Pröll wies weiters auf den nächste Woche stattfindenden Finanzministerrat in der EU hin, wo von österreichischer Seite u.a. das Thema der Prozyklizität von Basel II vorangetrieben werden soll. Auf der Agenda stehe sicher auch das Defizitverfahren, das gegen Österreich – wie wahrscheinlich gegen insgesamt 20 Länder – eingeleitet werden soll. Die Europäische Kommission habe aber gleichzeitig auch bestätigt, dass die von Österreich ergriffenen Maßnahmen als zeitgerecht und richtig erachtet werden.

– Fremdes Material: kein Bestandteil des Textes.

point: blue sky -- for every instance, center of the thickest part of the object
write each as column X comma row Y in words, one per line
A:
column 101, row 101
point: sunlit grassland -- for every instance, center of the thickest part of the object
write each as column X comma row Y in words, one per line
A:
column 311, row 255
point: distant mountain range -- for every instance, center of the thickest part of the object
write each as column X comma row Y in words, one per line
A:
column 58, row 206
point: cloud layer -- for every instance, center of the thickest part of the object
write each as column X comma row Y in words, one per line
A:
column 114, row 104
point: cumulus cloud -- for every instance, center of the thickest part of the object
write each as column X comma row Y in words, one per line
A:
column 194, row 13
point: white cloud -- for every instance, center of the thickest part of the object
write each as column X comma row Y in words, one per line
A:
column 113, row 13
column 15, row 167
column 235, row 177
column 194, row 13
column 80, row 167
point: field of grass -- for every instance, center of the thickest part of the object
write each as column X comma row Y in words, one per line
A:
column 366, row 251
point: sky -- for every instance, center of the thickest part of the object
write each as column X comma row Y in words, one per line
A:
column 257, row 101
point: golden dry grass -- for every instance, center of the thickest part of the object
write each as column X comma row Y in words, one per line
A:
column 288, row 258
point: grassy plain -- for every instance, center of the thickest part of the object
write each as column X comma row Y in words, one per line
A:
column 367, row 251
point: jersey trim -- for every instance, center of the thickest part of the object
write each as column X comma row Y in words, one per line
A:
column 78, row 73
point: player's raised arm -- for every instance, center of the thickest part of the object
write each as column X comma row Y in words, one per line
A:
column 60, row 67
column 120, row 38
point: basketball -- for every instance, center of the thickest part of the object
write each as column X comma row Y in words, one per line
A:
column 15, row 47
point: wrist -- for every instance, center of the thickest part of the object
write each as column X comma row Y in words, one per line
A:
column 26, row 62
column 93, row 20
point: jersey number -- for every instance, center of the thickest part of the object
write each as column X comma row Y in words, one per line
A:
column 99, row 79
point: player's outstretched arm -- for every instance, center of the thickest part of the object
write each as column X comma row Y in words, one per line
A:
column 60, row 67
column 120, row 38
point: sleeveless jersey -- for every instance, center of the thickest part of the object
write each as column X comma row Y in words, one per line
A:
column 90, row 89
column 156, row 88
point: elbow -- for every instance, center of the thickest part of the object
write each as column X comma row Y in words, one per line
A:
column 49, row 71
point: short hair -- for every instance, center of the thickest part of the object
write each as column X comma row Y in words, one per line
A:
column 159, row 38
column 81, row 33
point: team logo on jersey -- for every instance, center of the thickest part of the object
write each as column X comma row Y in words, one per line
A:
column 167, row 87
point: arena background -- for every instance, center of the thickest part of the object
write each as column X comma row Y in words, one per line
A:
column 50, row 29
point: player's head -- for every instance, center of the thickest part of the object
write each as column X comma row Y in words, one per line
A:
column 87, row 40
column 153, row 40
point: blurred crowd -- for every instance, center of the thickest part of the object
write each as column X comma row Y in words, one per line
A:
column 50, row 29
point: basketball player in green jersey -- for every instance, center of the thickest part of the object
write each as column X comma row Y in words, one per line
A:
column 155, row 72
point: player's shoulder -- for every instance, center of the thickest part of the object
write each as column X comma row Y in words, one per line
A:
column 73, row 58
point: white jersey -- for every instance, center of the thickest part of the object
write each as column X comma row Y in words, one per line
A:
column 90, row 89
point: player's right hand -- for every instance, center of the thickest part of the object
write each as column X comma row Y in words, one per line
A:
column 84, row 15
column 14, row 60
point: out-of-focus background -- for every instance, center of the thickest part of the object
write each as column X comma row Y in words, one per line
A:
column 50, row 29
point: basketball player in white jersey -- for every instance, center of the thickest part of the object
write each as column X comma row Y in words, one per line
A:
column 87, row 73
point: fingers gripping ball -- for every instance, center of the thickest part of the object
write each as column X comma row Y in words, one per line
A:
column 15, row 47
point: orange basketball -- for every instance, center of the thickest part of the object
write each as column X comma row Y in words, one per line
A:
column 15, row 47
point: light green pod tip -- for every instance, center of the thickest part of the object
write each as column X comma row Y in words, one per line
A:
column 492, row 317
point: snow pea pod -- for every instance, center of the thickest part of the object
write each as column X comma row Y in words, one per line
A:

Die Einigung in der EU über eine gemeinsame Finanzmarktaufsicht, die aus einem Zweisäulenmodell besteht, sehe er als ersten wichtigen Schritt.  

Die Fragen der Abgeordneten

Abgeordneter Martin Bartenstein (V) wies darauf hin, dass Österreich laut dem IWF-Bericht größere Maßnahmenpakete geschnürt habe als der europäische Durchschnitt. Seiner Ansicht nach sei jedoch ein Inflationsrisiko langfristig nicht auszuschließen, weshalb ein besonderes Augenmerk auf diesen Bereich gelegt werden müsse.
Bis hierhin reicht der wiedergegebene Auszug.